Edmonton Journal Edmonton, Alberta, Canada Wednesday, July 05, 1972 - Page 4
Dangerous Sport
Chess has hit the headlines, just like riots and warfare — which it increasingly resembles.
As Bobby Fischer and Boris Spassky posture, maneuver and vituperate in terms reminiscent of international political exchanges at the height of the cold war, the Western public is somewhat startled by the plethora of unaccustomed news bulletins tracking the tumultuous course of events. (In the Soviet Union chess has long been big news, but perhaps not for quite the same reasons as present.)
Those unacquainted with the world of serious competitive chess have tended to cherish an image of the chess player as a kindly relaxed old boy, not given to much verbal self-expression, but puffing placidly upon his friendly pipe while satisfyingly sunk in profound meditation. They picture him — like the angler — as being of a contemplative and philosophic turn of mind, and breaking his impressive silences only to utter occasional phrases of deep and affecting wisdom and significance.

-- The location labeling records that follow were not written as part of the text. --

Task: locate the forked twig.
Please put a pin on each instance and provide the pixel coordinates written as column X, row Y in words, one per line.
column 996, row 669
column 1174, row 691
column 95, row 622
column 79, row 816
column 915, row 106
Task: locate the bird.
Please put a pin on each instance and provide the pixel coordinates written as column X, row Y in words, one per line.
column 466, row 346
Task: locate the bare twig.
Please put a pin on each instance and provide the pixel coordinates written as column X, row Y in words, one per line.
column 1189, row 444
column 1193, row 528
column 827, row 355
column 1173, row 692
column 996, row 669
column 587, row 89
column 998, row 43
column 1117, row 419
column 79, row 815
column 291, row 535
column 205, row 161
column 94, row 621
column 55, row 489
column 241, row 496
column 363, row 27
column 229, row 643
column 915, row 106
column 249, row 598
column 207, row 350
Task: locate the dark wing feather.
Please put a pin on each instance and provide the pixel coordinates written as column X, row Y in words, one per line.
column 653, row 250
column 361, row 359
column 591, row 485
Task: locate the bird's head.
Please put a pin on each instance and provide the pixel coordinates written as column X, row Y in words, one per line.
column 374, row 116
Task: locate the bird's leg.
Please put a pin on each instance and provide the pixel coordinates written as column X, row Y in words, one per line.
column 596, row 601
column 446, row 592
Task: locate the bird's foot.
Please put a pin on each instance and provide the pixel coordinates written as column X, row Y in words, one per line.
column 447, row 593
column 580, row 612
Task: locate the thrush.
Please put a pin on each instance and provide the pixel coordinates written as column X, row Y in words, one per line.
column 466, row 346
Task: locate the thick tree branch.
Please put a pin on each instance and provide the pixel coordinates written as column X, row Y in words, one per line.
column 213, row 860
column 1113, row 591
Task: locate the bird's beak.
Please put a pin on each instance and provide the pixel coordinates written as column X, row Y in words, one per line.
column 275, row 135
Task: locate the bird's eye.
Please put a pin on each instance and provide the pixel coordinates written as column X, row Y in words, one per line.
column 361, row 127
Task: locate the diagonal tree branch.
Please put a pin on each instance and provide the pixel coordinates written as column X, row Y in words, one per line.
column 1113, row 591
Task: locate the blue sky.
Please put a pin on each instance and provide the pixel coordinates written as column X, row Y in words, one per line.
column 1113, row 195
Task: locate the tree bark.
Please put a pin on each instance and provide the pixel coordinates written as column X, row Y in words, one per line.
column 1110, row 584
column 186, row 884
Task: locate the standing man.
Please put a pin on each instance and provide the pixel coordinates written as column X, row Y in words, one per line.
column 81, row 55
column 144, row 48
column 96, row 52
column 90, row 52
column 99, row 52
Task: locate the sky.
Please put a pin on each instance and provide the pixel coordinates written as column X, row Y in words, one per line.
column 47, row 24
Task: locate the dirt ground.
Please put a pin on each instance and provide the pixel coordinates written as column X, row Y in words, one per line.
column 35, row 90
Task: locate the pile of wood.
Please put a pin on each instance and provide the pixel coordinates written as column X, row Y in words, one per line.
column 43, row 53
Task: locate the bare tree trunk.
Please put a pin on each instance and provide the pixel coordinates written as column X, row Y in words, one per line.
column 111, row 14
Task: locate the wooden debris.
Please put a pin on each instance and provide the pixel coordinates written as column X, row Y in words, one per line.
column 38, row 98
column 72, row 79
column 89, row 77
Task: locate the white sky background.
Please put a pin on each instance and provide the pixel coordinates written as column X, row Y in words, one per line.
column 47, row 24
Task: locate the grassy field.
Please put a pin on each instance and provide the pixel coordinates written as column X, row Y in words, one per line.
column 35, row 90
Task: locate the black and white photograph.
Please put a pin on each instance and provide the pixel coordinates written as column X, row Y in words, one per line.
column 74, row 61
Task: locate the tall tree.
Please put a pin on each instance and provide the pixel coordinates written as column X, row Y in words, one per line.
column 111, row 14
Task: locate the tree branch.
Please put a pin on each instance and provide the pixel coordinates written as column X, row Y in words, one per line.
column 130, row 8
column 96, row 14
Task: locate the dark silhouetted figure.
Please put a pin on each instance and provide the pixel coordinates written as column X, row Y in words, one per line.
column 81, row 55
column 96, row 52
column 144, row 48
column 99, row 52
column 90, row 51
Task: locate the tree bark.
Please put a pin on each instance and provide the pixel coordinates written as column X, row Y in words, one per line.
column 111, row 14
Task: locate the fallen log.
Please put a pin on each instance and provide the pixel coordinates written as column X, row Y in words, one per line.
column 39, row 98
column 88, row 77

They are, of course, wholly mistaken. Competitive chess players—even those who only play for what is somewhat optimistically described as the love of the game—are notoriously articulate and are frequently disputative to the point of litigation and cantankerous. Now that chess has supplanted politics as the staple of East-West exchanges, there is no reason to assume this involves a lowering of temperatures or a diminution in invective. Nor, if Mr. Fischer has his way, will it seemingly entail even a reduction in the financial burdens involved.
Nobody should be surprised that chess, though more sedentary, is just as aggressive and combative as other sports.
Scenes and law suits have long been commonplace in tennis, swimming, golf and other pursuits once thought genteel and likely to contribute to goodwill and contentment.
Hundreds of years of experience with institutions like the Olympic Games and international sporting competitions should have left no one in doubt that sport is second only to war—which it seems often quite likely to precipitate—as a force for destruction in human relations.
One shudders to think what the effect will be when, later this year, Canada and Russia confront each other on the hockey rink instead of in the chambers of diplomacy.